The treatment consisted of a very regimented program of rest, hydration, nutrition (in and out of practice), as well as a training program that allowed him to refuel between demand sets and clear his training byproducts. The trainers kept meticulous records of his resting heart rates and recovery heart rates as well as his hydration and his scholastic performances. The scholastic records served as one more measure of concentration and focus. His swimming performances were easy to monitor. He completely recovered 6 weeks later and went on to have a great season, surpassing his pre-season expectations.
In summary, both illnesses and injuries can become chronic if not addressed early. Prevention is the best medicine both as far as expense and time lost to the athlete. Without attention to the basics, the success of the athlete is in jeopardy. Identification of medical practitioners who understand your aquatic discipline and with whom the athletes are comfortable is a key step to helping athletes seek treatment early.

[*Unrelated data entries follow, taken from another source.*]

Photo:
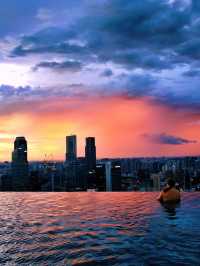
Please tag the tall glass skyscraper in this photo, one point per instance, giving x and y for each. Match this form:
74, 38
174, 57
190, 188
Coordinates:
71, 148
20, 171
90, 153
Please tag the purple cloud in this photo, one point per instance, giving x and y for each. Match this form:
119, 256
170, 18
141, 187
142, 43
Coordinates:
164, 138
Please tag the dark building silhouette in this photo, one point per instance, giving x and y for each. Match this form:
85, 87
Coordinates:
75, 175
71, 148
90, 154
20, 171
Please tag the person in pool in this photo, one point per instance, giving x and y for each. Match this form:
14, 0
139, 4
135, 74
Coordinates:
170, 193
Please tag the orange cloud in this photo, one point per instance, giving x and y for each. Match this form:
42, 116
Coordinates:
118, 124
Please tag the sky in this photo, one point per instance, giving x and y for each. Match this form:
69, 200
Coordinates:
126, 72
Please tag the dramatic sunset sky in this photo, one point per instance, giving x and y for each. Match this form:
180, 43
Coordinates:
126, 72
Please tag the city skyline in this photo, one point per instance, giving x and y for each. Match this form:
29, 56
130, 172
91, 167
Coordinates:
71, 146
124, 72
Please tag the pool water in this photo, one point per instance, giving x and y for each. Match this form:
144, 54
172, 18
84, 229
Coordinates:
128, 228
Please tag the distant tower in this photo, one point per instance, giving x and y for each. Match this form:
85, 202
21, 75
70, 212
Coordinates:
20, 172
71, 148
108, 176
90, 153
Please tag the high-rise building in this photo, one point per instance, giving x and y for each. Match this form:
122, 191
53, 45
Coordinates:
90, 154
71, 148
20, 171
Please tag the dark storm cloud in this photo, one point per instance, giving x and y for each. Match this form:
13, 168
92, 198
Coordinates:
107, 73
72, 66
133, 34
149, 35
164, 138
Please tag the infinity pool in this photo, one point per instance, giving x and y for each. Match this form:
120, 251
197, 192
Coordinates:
98, 229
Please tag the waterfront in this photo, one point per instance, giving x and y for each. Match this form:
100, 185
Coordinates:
98, 229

- Prevention is the best “treatment” for chronic injuries. Prevention - especially during times of high training stress - can be accomplished by following basic principles:
Nutrition - the body should be re-fueled both during training and immediately after training.
Hydration - proper hydration allows the body to maintain the proper level of fluids to counteract by-products of training.
Sleep - Sufficiently restorative sleep is necessary to allow the athlete to recover from training and to be sharp mentally and physically.
- Early recognition of illness and injury - the early stages of any medical problem is easier to correct than the more advanced stages.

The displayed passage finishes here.